Its opening salvo is an article by Bill James comparing Adam Everett's defense to that of Derek Jeter, whose poor defensive statistics have been a polarizing issue for years. This is an excellent article by James, as in the process of comparing the two he gives a cursory introduction to all of the statistical methods used in the rest of the book, and complements them with his own analysis of how the two shortstops look on tape (or, rather, DVD). The conclusion that Everett is a far better defender than Jeter will startle no one who's been following the discussion, but James provides a useful and clear summary to those just joining in.

Dewan follows with an introduction to the primary defensive statistical rating of the book, the Plus/Minus System. Essentially, every ball is tracked (by Baseball Info Solutions, of which Dewan was a founder after the purchase of his former STATS, Inc.) by a number of factors (where it's hit, how hard it's hit, and for outfielders, how far it is hit), allowing the BIS analysts to state how frequently a ball hit to X spot becomes an out. Players are then credited and charged for every out they make -- or fail to make.

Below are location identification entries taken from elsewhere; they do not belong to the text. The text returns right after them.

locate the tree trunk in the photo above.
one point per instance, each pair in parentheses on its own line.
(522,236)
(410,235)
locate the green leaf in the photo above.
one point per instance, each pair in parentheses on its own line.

For instance, assume there's a spot where a batted ball is turned into an out 26% of the time. If the fielder records an out, he is credited +.74 plays; if he does not, he is charged a -.26. Add this up for every batted ball over the course of a season, and you have a defender's Plus/Minus.

Dewan has also directed his collective to ascertain, for every position aside from the middle infielders, what the probability of any ball has of becoming an extra base hit; this way, they can state how many total bases were prevented by a defender. They call this "Enhanced Plus/Minus."

As an illustration, the best-ranked center fielder for 2005 was Aaron Rowand, who has a Plus/Minus of +15 and an Enhanced Plus/Minus of +30. This means that, by this method, Rowand prevented 15 more hits than the average CF, and prevented 30 more total bases than the average CF -- or, 15 hits and 15 extra bases.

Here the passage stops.